Farrakhan est un tribun, capable de mobiliser des masses importantes, et qui a utilisé la provocation pour croître sur le terreau du racisme de la société américaine. C’est d’ailleurs la croissance ou la décroissance du racisme qui décide des mouvements de balancier entre les deux héritiers d’Elijah. Farrakhan s’est rendu célèbre en deux occasions : tout d’abord en 1988, en lançant une campagne contre la disproportion entre le pouvoir des juifs aux USA et celui des noirs, et ensuite en obtenant un don de l’état libyen de 50 millions de dollars, qu’il n’a pas utilisé, comme le voulait Khadafi, à l’achat de 400.000 armes pour des soldats noirs, mais à la création d’une banque « islamique ».
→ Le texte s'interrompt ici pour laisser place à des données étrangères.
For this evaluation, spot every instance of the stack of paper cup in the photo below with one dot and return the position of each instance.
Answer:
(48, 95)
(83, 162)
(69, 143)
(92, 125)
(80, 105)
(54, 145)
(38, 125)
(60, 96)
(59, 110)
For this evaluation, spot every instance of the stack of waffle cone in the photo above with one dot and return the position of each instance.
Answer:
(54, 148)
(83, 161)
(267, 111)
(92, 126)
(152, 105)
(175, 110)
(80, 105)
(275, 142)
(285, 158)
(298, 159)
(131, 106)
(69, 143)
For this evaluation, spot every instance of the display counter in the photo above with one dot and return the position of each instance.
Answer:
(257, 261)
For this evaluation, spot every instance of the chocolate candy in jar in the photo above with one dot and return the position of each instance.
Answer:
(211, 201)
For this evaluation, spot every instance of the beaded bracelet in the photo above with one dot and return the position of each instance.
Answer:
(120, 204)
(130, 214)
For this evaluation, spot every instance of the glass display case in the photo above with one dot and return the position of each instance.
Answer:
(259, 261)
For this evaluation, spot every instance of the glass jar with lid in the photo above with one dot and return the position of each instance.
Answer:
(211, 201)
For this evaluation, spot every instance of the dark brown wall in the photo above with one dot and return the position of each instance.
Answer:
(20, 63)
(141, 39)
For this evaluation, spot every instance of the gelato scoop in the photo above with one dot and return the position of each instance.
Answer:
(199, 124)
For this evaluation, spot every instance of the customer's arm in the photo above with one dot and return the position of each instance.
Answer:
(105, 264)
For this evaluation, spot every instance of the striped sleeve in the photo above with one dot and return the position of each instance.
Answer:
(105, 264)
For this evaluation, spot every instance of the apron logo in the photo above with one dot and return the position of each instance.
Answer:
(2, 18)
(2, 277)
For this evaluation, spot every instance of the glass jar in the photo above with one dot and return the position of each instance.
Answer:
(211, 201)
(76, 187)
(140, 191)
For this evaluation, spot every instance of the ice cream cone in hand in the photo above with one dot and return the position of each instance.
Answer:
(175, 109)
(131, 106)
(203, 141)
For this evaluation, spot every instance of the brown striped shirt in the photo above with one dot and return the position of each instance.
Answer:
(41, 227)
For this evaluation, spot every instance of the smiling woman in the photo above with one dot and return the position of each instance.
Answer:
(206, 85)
Le rêve des fondateurs était, par l’Islam, de renforcer la communauté noire américaine pour ensuite venir en aide à leurs frères africains. Ce rêve n’est pas si loin parfois du discours humanitaire de la Maison Blanche, sauf que les musulmans afro-américains récusent ce dernier comme stratégique et insincère. D’autres forces se sont aussi introduites dans l’Islam noir américain qui compliquent la donne : les saoudiens, les libyens et les iraniens y voient un moyen d’étendre leur influence.